I love orchestral music (along with many other genres) and I enjoy it on my surround system, but still tend to prefer it on my two channel system. I find some level of immersion increased in surround, but I don’t find a particular leap in “ believability.”
I get the vast majority of what I find enjoyable important and convincing (with obvious caveats), even with orchestral music, from my channel system.
If I’m listening to some of the excellent recordings I have of orchestra performing Bernard Herrmann pieces, I find my two channel speakers spread wide apart, open up what appears to be (depending on the recording) a vast space in which I am hearing the instruments. When those Herrmann low woodwinds growl I can feel it, when the brass sections come in full power, there is a wonderful, powerful and density and acoustic power, and their brass harmonics light up the acoustics of the hall in ways that I find to be quite reminiscent of the real thing, and like I am to a degree participating in that acoustic space.
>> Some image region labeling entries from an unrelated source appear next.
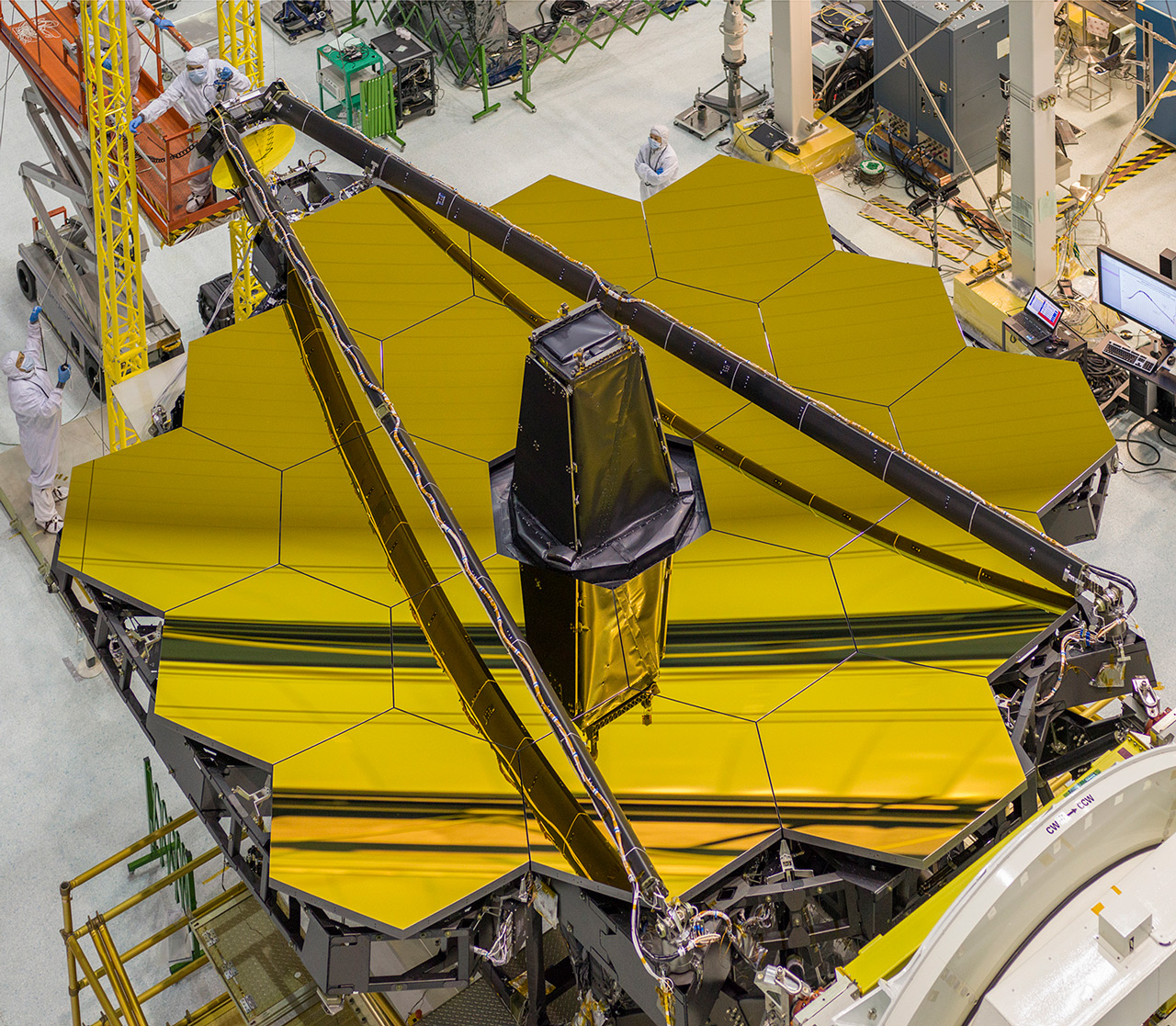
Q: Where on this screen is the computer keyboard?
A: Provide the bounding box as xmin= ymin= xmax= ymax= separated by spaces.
xmin=1103 ymin=342 xmax=1159 ymax=374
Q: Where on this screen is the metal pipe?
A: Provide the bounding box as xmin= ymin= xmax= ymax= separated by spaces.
xmin=62 ymin=808 xmax=197 ymax=893
xmin=876 ymin=0 xmax=1001 ymax=253
xmin=79 ymin=884 xmax=246 ymax=991
xmin=66 ymin=934 xmax=119 ymax=1026
xmin=76 ymin=848 xmax=221 ymax=937
xmin=269 ymin=89 xmax=1092 ymax=594
xmin=91 ymin=954 xmax=209 ymax=1026
xmin=62 ymin=883 xmax=81 ymax=1026
xmin=212 ymin=118 xmax=644 ymax=895
xmin=812 ymin=0 xmax=973 ymax=128
xmin=85 ymin=916 xmax=147 ymax=1026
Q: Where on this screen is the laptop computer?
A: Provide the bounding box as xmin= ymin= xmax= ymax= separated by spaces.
xmin=1016 ymin=289 xmax=1062 ymax=345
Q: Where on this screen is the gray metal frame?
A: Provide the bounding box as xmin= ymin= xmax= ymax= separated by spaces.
xmin=17 ymin=85 xmax=180 ymax=399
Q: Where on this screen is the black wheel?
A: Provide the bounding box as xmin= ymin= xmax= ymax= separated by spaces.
xmin=17 ymin=260 xmax=37 ymax=303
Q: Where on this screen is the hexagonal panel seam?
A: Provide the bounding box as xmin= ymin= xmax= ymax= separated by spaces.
xmin=690 ymin=403 xmax=752 ymax=442
xmin=755 ymin=714 xmax=790 ymax=829
xmin=755 ymin=650 xmax=860 ymax=727
xmin=857 ymin=651 xmax=1000 ymax=682
xmin=887 ymin=342 xmax=967 ymax=409
xmin=755 ymin=303 xmax=780 ymax=381
xmin=756 ymin=249 xmax=837 ymax=303
xmin=826 ymin=556 xmax=857 ymax=652
xmin=168 ymin=424 xmax=305 ymax=476
xmin=152 ymin=709 xmax=274 ymax=773
xmin=642 ymin=275 xmax=761 ymax=308
xmin=653 ymin=694 xmax=757 ymax=730
xmin=274 ymin=705 xmax=403 ymax=768
xmin=829 ymin=496 xmax=911 ymax=559
xmin=164 ymin=563 xmax=291 ymax=611
xmin=630 ymin=205 xmax=658 ymax=278
xmin=710 ymin=524 xmax=846 ymax=559
xmin=375 ymin=294 xmax=507 ymax=344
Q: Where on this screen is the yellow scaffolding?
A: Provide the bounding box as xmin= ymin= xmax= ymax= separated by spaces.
xmin=81 ymin=0 xmax=147 ymax=450
xmin=217 ymin=0 xmax=265 ymax=323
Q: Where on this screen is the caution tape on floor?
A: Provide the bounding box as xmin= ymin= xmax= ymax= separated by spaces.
xmin=1057 ymin=142 xmax=1176 ymax=218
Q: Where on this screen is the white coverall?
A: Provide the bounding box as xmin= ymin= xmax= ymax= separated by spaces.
xmin=71 ymin=0 xmax=155 ymax=97
xmin=0 ymin=323 xmax=62 ymax=526
xmin=633 ymin=125 xmax=677 ymax=200
xmin=139 ymin=46 xmax=253 ymax=203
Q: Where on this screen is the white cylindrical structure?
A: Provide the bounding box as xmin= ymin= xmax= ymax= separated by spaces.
xmin=1009 ymin=4 xmax=1057 ymax=286
xmin=772 ymin=0 xmax=812 ymax=141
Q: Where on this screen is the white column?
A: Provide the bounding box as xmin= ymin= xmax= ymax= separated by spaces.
xmin=1009 ymin=0 xmax=1057 ymax=286
xmin=772 ymin=0 xmax=813 ymax=140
When I go to surround… yes there’s a tiny bit more hall sound sent to the surround channels. So it wraps around me more.
But it doesn’t make some big leap in audio quality or realism for me.
I know what it’s like to switch the surround sound to two channel and hear the effect of the surround content disappearing.
That’s a bit more obvious in an apples to apples comparison just using my surround system. And part of that is because my L/C/R speakers are further away from me near the projection screen. So the stereo sound is further away from me and less immersive.
Where as my two channel speakers are pulled well out from the wall much closer to me, and they create more immersion.
I sometimes hook up those two channel speakers to the rest of my Home Theatre system, in which I can do the same comparisons: music and surround, versus collapsing it to stereo, and in such cases the difference is significantly smaller. I still maintain a really compelling sense of spaciousness and depth and immersion even in stereo.
If I had seven of the same speakers that I use for my two channel music listening, surrounding me, well, that could certainly change the game.
But I could neither afford that nor of course, could I manage it in my room. And I am super picky about my loudspeakers especially for two channel, and I would rather use my money to get exactly the sound I want from the two channel, versus spreading that money across something like seven loudspeakers of either lesser equality, or simply that I don’t like as much as the two channel speakers I use.
So that’s how my priorities shake out. Absolutely love music on my surround system. Watching musical performances on that system is one of my favourite things to do. But doesn’t replace my two channel system.
I don't understand this sentence. Can you correct/restate it for me, please?
Sorry, that was a completely mangled sentence from voice dictation.
I tried to say: I don’t think the numbers of Luddite “anti-surround/anti-digital” audiophiles are relevant enough to be blamed for the lack of surround sound (music) acceptance.